In 2017, Alecensa gained conditional approval in the indication in Europe based on Phase II data from 225 patients treated with the drug and RWD from 77 patients treated with ceritinib.

 

Roche acquired Flatiron in 2018 for $1.9 billion (see “Accelerating Flatiron”).

 

Flatiron was not available to comment in time for publication.

 

monARC Bionetworks is building RWD-based external control arms for rare diseases like idiopathic pulmonary fibrosis by reaching out to patients directly.
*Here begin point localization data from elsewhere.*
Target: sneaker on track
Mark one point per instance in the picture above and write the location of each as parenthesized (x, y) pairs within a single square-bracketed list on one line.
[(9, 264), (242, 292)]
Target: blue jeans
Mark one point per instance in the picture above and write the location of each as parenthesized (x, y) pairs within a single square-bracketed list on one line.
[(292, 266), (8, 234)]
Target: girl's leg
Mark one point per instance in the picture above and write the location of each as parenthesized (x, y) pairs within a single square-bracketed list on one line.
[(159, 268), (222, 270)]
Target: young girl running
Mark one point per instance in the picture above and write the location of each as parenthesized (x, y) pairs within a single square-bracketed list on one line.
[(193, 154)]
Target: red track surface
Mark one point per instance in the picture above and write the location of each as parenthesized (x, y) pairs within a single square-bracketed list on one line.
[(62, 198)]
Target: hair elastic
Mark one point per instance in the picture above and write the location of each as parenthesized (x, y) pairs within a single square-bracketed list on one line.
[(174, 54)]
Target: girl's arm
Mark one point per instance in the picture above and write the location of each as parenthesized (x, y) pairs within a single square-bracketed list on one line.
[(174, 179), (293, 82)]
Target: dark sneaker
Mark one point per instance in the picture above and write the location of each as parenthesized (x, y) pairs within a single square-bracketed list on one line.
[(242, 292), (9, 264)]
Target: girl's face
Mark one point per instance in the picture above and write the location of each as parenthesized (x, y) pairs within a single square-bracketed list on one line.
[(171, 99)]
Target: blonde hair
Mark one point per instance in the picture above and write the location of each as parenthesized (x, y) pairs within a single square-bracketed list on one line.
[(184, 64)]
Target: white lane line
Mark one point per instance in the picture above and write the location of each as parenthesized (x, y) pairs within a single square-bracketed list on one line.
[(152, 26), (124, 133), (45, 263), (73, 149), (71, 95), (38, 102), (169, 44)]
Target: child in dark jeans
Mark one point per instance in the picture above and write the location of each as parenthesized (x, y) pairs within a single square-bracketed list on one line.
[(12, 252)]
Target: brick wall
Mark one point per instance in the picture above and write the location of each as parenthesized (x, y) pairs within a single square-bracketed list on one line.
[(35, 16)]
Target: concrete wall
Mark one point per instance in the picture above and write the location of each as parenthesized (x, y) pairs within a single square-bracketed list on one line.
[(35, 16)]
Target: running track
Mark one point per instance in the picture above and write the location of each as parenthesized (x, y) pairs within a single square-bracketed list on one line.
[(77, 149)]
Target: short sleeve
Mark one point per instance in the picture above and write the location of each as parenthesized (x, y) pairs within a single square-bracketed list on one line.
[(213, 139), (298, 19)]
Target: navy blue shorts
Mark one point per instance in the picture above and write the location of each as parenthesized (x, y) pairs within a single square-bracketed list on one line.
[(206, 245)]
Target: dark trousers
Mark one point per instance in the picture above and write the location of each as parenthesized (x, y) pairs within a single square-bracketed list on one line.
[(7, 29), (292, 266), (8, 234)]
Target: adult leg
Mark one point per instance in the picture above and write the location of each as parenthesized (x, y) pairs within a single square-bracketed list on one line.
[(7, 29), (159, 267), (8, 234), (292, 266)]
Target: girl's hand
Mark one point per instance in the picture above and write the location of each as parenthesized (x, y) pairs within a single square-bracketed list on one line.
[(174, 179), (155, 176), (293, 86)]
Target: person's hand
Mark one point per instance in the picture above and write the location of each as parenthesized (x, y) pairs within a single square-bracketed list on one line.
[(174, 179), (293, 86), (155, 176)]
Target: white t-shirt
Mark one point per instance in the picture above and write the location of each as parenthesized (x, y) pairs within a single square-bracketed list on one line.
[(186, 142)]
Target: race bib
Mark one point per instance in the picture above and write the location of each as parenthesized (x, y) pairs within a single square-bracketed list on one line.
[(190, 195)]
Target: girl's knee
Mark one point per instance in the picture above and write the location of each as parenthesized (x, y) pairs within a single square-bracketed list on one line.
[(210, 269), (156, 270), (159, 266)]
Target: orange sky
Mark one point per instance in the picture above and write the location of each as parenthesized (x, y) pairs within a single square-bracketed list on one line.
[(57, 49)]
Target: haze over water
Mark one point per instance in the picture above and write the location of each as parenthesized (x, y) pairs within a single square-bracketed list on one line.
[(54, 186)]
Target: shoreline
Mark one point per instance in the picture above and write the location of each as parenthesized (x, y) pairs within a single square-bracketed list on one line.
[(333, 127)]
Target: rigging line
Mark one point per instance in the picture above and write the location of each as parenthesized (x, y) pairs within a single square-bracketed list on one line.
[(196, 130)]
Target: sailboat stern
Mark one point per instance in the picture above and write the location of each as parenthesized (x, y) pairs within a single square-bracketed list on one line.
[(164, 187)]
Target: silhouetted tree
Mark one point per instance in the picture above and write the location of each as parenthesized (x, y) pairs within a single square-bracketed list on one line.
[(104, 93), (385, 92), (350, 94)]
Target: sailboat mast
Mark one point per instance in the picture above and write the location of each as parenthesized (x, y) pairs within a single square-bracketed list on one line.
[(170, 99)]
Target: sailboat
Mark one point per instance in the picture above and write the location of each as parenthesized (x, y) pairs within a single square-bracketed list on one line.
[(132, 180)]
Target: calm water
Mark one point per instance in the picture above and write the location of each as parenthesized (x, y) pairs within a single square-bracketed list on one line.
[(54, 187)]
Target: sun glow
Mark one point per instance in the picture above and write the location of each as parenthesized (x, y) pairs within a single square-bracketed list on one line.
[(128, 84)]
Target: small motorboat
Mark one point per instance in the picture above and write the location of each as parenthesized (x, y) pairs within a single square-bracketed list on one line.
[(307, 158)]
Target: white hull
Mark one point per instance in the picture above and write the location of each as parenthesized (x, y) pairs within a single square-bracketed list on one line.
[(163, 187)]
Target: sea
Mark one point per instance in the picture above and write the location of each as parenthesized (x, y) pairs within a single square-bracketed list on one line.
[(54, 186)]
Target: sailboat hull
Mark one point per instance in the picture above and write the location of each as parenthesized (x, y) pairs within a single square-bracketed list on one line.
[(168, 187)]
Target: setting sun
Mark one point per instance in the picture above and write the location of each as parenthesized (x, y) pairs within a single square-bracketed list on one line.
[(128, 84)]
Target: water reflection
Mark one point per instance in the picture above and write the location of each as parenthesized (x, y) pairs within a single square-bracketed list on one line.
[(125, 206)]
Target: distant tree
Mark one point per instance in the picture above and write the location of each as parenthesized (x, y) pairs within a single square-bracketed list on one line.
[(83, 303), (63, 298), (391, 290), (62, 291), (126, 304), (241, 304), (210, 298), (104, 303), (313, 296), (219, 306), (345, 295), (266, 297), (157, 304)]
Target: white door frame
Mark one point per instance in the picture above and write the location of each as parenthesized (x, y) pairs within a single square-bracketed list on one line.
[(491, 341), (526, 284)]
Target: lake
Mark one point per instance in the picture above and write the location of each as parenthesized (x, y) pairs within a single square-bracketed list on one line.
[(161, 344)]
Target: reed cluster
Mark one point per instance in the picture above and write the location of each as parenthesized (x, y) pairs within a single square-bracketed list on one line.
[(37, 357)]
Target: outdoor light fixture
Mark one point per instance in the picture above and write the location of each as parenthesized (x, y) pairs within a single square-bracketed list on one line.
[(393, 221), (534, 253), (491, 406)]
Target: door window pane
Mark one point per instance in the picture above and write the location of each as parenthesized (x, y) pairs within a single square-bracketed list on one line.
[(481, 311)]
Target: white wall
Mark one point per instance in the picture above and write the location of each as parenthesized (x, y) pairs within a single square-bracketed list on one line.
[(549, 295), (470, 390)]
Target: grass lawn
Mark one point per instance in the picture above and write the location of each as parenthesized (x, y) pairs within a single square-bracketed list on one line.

The company builds disease-specific patient research networks via advocacy groups, health systems and social media.

 

“We provide them tools to aggregate all of their health records” and track their symptoms, said CEO and founder Komathi Stem. “They also want to participate in research. Either they want to be matched to a potential trial, or they just want to share their data.”

 

She said monARC’s longitudinal database can incorporate data from any marketed test, and in the future could include inputs from wearables like sleep monitors. The company can also leverage its direct patient interactions to do prospective studies, such as surveys on patient-reported outcomes (PROs), said Stem.

 

monARC has not announced external control arm partnerships with drug developers.

 

Yver thinks RWD-based external controls will be important for settings where patients frequently cross over from the control group into a new line of treatment, because patients in real-world settings are less likely to confound the study by switching away from standard-of-care than patients in clinical trials.